Another defining characteristic of the fractal approach
is scalability, which is an important feature in nature. Fractal flow-fields
can bridge multiple length scales by adding further generations, while
preserving the building units and microscopic function of the system. Larger,
3D printed fractal flow-fields (25 cm2 surface area) with N =
4 are compared to conventional serpentine flow-field based PEMFCs. Performance results show that fractal and serpentine flow-field
based PEMFCs have similar polarization curves, which
is attributed to the significantly higher pressure drop (~ 25 kPa) of large
serpentine flow fields compared to fractal flow-fields.
However, such excessive pressure drop renders the use of a large scale
serpentine flow field prohibitive, thus favouring the fractal flow-field.
Lastly, a novel
water management strategy that draws inspiration from the passive directional
liquid water transport across the skin of the thorny devil is presented.
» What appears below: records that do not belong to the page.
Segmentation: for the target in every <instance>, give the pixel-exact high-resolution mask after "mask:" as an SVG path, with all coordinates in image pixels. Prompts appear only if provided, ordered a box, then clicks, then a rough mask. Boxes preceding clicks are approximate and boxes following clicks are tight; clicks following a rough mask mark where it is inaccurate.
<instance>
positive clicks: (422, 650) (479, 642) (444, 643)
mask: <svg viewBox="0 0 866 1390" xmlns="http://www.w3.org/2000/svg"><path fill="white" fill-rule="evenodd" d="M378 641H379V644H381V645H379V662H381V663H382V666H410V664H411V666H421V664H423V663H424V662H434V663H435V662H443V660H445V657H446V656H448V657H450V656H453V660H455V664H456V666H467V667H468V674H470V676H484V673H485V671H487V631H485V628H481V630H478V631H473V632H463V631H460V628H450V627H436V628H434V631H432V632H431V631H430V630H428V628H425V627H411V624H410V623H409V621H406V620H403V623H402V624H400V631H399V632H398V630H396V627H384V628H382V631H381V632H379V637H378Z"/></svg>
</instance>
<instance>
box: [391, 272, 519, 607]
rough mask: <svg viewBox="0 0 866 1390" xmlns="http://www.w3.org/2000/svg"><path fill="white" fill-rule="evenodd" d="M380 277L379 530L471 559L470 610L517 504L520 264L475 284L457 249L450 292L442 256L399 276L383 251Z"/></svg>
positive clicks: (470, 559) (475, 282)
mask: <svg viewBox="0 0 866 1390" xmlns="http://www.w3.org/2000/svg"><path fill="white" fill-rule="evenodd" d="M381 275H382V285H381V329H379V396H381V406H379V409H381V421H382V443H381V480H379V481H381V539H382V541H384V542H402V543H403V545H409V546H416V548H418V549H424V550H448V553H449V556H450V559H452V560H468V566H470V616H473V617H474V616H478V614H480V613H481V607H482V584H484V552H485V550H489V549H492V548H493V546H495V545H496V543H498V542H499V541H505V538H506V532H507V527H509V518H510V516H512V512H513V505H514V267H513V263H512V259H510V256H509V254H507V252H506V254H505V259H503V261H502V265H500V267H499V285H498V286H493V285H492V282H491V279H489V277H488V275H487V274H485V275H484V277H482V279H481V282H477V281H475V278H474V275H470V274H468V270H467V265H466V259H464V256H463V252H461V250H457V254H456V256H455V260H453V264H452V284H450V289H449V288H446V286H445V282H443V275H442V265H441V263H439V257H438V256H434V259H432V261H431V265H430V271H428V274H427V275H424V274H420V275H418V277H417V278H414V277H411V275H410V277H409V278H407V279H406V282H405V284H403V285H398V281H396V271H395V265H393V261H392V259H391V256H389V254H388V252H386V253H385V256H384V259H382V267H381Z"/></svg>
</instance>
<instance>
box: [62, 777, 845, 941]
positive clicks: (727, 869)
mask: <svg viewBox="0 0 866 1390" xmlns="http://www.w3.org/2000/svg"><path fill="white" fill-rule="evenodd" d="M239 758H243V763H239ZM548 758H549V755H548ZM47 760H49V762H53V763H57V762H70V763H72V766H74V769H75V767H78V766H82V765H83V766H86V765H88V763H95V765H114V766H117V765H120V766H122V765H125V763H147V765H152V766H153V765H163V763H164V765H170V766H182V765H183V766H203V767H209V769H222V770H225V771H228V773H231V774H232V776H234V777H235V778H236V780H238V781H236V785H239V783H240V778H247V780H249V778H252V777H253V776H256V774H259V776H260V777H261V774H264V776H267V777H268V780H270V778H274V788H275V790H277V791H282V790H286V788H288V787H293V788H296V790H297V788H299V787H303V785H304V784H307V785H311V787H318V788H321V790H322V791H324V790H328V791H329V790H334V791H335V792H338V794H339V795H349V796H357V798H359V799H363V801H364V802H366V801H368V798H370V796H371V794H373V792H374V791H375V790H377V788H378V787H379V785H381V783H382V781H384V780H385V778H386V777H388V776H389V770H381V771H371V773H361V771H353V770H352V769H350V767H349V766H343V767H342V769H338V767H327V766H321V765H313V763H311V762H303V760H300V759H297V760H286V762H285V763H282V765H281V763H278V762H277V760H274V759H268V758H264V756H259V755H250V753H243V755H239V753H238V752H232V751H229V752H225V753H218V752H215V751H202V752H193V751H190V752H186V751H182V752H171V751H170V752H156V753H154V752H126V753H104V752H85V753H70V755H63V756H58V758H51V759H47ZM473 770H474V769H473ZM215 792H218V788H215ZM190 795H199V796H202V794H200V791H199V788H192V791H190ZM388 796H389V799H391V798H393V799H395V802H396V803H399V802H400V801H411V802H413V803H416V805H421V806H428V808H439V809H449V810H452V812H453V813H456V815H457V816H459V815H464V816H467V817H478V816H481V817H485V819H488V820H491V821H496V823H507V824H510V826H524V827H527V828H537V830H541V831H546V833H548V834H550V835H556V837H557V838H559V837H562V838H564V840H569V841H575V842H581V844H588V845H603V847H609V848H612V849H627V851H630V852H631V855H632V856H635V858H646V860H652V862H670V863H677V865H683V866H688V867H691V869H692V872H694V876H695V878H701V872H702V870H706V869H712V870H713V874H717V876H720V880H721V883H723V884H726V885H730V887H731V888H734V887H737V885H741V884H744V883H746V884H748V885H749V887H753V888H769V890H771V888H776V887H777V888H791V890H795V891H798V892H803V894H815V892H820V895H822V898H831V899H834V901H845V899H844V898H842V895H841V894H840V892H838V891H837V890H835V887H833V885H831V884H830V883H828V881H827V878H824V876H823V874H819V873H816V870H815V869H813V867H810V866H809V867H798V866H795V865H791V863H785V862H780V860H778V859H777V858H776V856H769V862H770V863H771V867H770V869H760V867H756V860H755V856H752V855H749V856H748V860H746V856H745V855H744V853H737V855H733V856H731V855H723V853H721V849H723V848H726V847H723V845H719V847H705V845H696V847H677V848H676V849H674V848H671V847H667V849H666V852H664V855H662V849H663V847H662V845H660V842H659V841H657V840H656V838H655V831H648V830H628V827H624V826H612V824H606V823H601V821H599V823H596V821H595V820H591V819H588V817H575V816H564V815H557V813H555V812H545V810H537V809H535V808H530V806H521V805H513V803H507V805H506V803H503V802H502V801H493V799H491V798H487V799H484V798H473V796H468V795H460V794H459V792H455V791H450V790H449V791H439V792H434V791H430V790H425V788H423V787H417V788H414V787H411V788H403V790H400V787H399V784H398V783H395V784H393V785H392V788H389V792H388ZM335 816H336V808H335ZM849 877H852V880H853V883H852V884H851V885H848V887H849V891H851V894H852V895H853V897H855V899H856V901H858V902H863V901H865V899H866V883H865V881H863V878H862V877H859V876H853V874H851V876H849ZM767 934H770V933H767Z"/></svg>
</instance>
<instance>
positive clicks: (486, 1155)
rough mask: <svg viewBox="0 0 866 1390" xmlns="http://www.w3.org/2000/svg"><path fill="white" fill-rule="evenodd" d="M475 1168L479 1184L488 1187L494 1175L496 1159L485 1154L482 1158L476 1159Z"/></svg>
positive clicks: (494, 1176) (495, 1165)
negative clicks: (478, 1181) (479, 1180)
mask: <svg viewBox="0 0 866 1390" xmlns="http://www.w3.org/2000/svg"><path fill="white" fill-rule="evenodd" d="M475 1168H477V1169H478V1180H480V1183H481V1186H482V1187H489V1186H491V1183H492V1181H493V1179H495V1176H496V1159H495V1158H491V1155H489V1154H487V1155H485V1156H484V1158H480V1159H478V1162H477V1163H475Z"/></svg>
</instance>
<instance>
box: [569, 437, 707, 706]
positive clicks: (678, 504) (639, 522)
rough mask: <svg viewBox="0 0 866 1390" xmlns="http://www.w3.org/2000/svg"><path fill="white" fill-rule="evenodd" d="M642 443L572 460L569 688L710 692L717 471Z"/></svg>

The thorny devil is an Australian
lizard with ridged scales, which collects water from any part of its body by
simply touching water. The water is transported to the mouth across the skin
via capillary action. The phenomenon is based on geometric principles, namely
on a periodic pattern of interconnected capillary channels. Using a one-step processing
technique, we reproduced the passive water transport phenomenon through
fabrication of interconnected capillary channels on the surface of graphite
flow field. Preliminary results indicate more than a twofold improvement in
fuel cell power density with the integration of capillary channels onto the
surface of a parallel flow field, due to superior liquid water separation and
removal. Implementation of this water management
strategy could circumvent remaining problems of
high-generation fractal flow fields.